Saturday, February 4, 2012

Not Responsible for Missing (Intellectual) Property

My gaming diet consists mostly of sequels and remakes of titles that I discovered back when elementary school seemed tough and my biggest fear was that my baseball cap would fly off my head as I whizzed around the neighborhood on a secondhand Huffy. Over the last decade or so, I’ve felt a void left by a lack of new and noteworthy intellectual properties.

It’s a void that grows larger as my old obsessions get less substantial with every new iteration, slowly fading from my favor. On Tuesday, Final Fantasy XIII-2 hit the shelves here in America, but I was more excited that morning when I got Final Fantasy II (US) working on an SNES emulator for PlayStation 2.

Serah, the main character of Final Fantasy XIII-2.

Ten out of 29: That’s the number of PS3 games I have that are entirely new intellectual properties. Gaming is getting stale and there’s nothing but a bunch of cookie cutter clones to replace those fallen titans of the past.

It hardly seems possible that Street Fighter II was ever new and that the likes of Chun-Li, Blanka and Guile haven’t existed since the beginning of gaming itself. But there was a time when Capcom’s cash cow was vibrant and fresh; I think they called it “1991.” The House that Megaman built took a chance on a genre that had, up to that point, been mostly gaming trash. The company’s gambit paid off and SFII paved the way for big boys like Mortal Kombat, King of Fighters and even 3D brawlers like Tekken and Soul Calibur.

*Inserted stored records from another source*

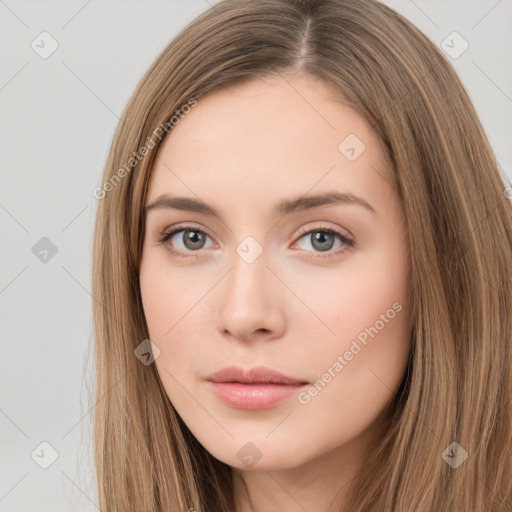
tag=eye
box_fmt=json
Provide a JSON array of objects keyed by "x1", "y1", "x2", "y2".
[
  {"x1": 290, "y1": 226, "x2": 355, "y2": 257},
  {"x1": 158, "y1": 226, "x2": 355, "y2": 258},
  {"x1": 158, "y1": 226, "x2": 216, "y2": 256}
]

Thankfully, the only polar bear you'll see in SFII is from Russia.

But consider this: If Street Fighter II had been as much fun as a polar bear with dysentery, players still had a diverse sable of games to give them their next challenge. The Adventures of Willy Beamish, Chip n’ Dale Rescue Rangers, Fatal Fury, The Legend of Zelda: A Link to the Past, The Immortal, Princess Salad in the Tomato Kingdom, the original Sonic the Hedgehog, Toejam & Earl, Street of Rage and even Final Fantasy II (US)  – they all came out the same year as SFII and they were all unique games.

GENERIC SHOOTER
By contrast, when I walk into Best Buy or GameStop today, I have a choice of a yet another first person shooter, a Grand Theft Auto wannabe or some arm-flailing shovelware for the Wii. Of course I’m going to buy a sequel to something I loved as a kid because there’s not much else to play. New IPs are becoming harder and harder to come by.

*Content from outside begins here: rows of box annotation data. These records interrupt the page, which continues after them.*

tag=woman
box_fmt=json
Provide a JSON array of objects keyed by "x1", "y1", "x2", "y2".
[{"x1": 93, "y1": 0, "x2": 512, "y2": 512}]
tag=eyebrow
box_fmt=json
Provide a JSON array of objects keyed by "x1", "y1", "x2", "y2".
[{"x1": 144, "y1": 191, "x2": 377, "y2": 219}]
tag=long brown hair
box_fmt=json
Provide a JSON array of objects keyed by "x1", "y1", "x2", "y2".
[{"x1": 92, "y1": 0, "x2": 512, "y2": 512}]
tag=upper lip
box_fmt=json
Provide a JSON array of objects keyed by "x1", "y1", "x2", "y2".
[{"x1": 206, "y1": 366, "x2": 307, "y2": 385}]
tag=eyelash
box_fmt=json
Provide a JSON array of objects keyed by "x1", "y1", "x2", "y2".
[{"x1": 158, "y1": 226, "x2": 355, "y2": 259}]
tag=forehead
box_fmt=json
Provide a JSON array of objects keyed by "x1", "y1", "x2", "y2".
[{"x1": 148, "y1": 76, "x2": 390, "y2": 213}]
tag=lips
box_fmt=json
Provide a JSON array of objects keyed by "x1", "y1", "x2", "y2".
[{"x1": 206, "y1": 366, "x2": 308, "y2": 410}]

In the days when Nintendo’s grey toaster ruled the gaming world and during the 16-bit console wars era that followed, companies were willing to chance failure in the seemingly endless quest for the Next Big Thing. There were hundreds of platformers trying to steal Mario’s success to be sure, but there was also new, innovative stuff like Snake, Rattle and Roll, Ecco the Dolphin and Panic! But with the multimillion dollar budgets games have in the current era, failure isn’t exactly something companies can just shrug off anymore. Indie games on PSN and Xbox Live sometimes bring back a bit of that ground-breaking magic, but they lack the “wow” factor of professional, disc-based releases. Unless you’re playing something like Braid, these games are little more than a pleasant distraction.

At work last Tuesday, my friend Chris wandered over to my desk and we were talking about how video games have changed. I pointed out how it’s expensive to take a chance on a new intellectual property nowadays.

“But if you can change only a few things and make a new game, it makes sense from a business standpoint. So why not?” he asked.

That sentiment echoes the business practices of the Atari era – the same practices that contributed to the gaming crash of 1983. I fear that if gaming companies keep going down this path, we’re going to wind up with another gaming blackout.

It’s already begun in my world, were I’ve been daydreaming not of the PlayStation Vita or Final Fantasy XIII-2, but of finding the time to play though my favorite Super Nintendo classics while games like Infamous 2, Mortal Kombat 9 and the Wii version of Punch-Out!! sit unopened and unplayed on my shelf.